The Sith Lord with Impeccably Shaved Legs
A Narrative on Depression and Anxiety
Depression is like that old friend that has never left my house, is eating all my food, and refuses to contribute to maintaining the upkeep of this vessel we both share (such as showering). But, that old friend has been around so long, would I know how to live life without him? I mean, I don’t really remember the times before he showed up, it’s been so long ago. I see other people around, extremely happy and content with their life, and, sometimes, I’ll say to myself, “Wow, was my life ever like that? Was I ever so content that I smiled without force? I certainly don’t remember it being that way,” but then, I’ll stop myself and think, “Is it a lot of work being that happy? It must be! I don’t have the energy for that. And what would I do if I wasn’t constantly battling the darker forces of my mind? I mean, if you think about it, I’m kind of like a Jedi on the edge of becoming a Sith Lord! Isn’t that much cooler?” And when I think these things, I know my old pal, Depression, is scared I’ve grown tired of him living rent-free in my head this long.
Depression is also fond of saying things like, “Why are we even trying when you know we aren’t going to succeed?” And “Would showering make us happy today? Of course not! That’s too much work!” So, we lay in bed, watching funny videos on YouTube that do nothing to improve anything about the situation, and staying up late because sleep is for people who need it (and, apparently, I don’t).

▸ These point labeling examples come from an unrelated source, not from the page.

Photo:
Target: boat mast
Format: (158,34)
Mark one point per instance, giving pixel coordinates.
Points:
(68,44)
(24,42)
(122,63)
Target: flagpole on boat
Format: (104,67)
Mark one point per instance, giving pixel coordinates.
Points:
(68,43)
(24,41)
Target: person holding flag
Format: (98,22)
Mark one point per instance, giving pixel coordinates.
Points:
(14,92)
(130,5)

Anxiety is Depression’s cousin who comes over (uninvited, I might add) and proceeds to try and straighten the mess Depression has left behind, but berates me for it. But not for my benefit, for the benefit of how I am viewed by others walking around outside. Thanks to Anxiety, I have finally showered, but she has also made me shave my legs too, even though it’s winter and I’m going to wear pants. “But,” she tells me, “you never know, the colder weather may suddenly end and you’ll have hairy legs and we will never be fit to be seen in public again. Everyone will talk and laugh and point...” I’ll stop there because she tends to go on and on. But she also likes to say things like, “We CANNOT be late today! This is too important,” even though it’s not that important. And things like, “You see those people over there talking... they’re talking about you. And your clothes. Your hair is a mess too.” She gets nervous about small things, like routine doctor appointments. “This is just a checkup,” I’ll tell her. “Do you know how many people find out they have cancer at checkups?!” She shakes and wiggles and then so do I, and my knee does that weird thing where it goes up and down really fast, like a rabbit hopping after it has had too much caffeine. It’s almost like we are dancing to dark, foreboding music, only we can hear and it’s a dance no one else wants to do. Definitely not the cha-cha slide.

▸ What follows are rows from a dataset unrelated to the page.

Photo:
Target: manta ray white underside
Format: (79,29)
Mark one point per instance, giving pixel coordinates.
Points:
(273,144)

Between these two combating forces—one that cares too little, another that cares too much—you can probably imagine how interesting my life is. But, like my depression likes to constantly remind me, it’s hard work pushing out freeloaders, and with our powers combined, I am one normal girl, turned Sith Lord, who has impeccably shaved legs (even in the winter).
Without them, I don’t think I would have been molded into who I am today, and despite all I have said here, I’m proud of the girl I am today. This girl has a college degree (though I’m a C average student), and I have a beautiful daughter who adores me. So, despite the freeloaders and their crazy cousin, I’m doing just fine.